Despite its impact and contributions, this study has limitations. It solely focused on the largest hospital in the Lao PDR, and its investigation of other hospitals was minimal and could not be supported by further data. This is a status quo study for which further data could not be obtained. Moreover, this study had a small sample size. The application and effectiveness of the findings should be verified when extrapolating the data to other settings within the country. After further evaluation and improvement, future research can extend the findings to a larger scale in grassroots hospitals in the Lao PDR.
Limitations
5
This study has several limitations that warrant careful consideration. First, the absence of a control group restricts our ability to establish causality, as the observed improvements in nursing performance may be influenced by external factors or a natural maturation effect rather than the training program alone. Second, the findings are potentially subject to the Hawthorne effect, where the nurses’ awareness of being monitored could have independently enhanced their performance, thereby inflating the intervention’s measured impact. Finally, while our custom-designed performance checklist underwent preliminary validation, its psychometric properties have not been fully established, which may affect the precision and generalizability of our measurements. Future research should therefore employ a randomized controlled trial and more samples with formally validated instruments to confirm these findings.
Conclusion
6
Enhancing the quality of perioperative care in the Lao PDR requires a multifaceted strategy that adapts international guidelines to the local context, strengthens primary care capacity, and establishes a sustainable resource network. For international assistance expert, this strategy should be executed through a dual-track approach: prioritizing quick wins to immediately reduce harm, while simultaneously investing in long-term systemic reforms for lasting impact. The “quick wins” track should focus on deploying high-impact, low-cost interventions, such as promoting hand hygiene, establishing surgical safety verification protocols.
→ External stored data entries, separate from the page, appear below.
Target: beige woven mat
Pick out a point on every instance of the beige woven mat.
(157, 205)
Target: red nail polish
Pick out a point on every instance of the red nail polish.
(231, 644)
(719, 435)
In parallel, the long-term reform track must cultivate sustainable improvements by training nursing professionals, developing robust hospital infection surveillance and adverse event reporting systems. By systematically addressing both immediate risks and underlying system weaknesses, this integrated approach will directly reduce perioperative complications, including infections, bleeding, and nurse-related incidents, thereby significantly advancing patient safety and the overall quality of care.